ProvenCare Lumbar Spine Prediction Model
About the Presenter
Ferit Akova, Ph.D., Machine Learning and Computational Intelligence Scientist Geisinger Health Systems
Abstract
Lumbar spine problems occur widely in the U.S. Treatment of lumbar spine patients is generally a tedious and expensive process. In order to improve treatment efficiency and reduce unnecessary costs, Geisinger Health Systems has deployed a new protocol called ProvenCare Lumbar Spine. In this study, we develop a machine learning approach to be employed as part of the ProvenCare protocol. We use graphical models to realize different treatment pathways and to estimate costs for patients with different demographics, severity levels, and different treatment outcomes. We use existing medical records data accumulated over the years and combine it with domain knowledge provided by physicians to come up with a Bayesian network prediction model. We divide the model into three components and treat them separately, grouping certain related variables into relatively isolated dense subgraphs and by estimating the prior probabilities of respective state variables from data. The first component is the modeling of the conservative management options for spine patients, where we predict the probability that a patient responds positively to either of three therapy types: i) oral medications, ii) physical therapy, iii) injection therapy. Second, for those failing conservative management, we model the pre-surgical tests conducted as part of the ProvenCare protocol to clinically optimize patient groups preceding a spine surgery. The third component is the prediction of surgical outcomes and modeling of post-surgical procedures represented as random variables.
Our graphical model contains several random variables to represent features such as patient demographics, severity of diagnosed disease, comorbidities, current active diagnoses, and active list of medications that the patient is currently on, to name a few. We took advantage of the conditional independence of variables modeled by means of Bayesian networks by making use of BayesiaLab’s graphical model editor and built-in inference/prediction algorithms. We have three targets to achieve: i) forward execution of the Bayesian network to predict the outcome of treatment protocols for different patients (patient groups), ii) backward execution of the model to determine the characteristics of the corresponding patient subpopulation for a predetermined surgical outcome, and iii) incorporation of cost information to estimate partial or complete costs of the procedures applied to patients.

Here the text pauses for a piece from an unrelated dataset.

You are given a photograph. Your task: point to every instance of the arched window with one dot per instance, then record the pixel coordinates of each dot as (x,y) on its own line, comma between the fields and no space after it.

This will be a specific use case of BayesiaLab for a medical application. In addition to employing the rich modeling and inference functionality of BayesiaLab, what is further interesting is that we plan to show a workaround for learning with a mixed representation of disjoint feature subsets for the three components described above. To our knowledge, this is something not readily available via the data loading mechanism of BayesiaLab. We will also present quantitative results with real data from Geisinger, which is an exciting and distinctive dimension of this study.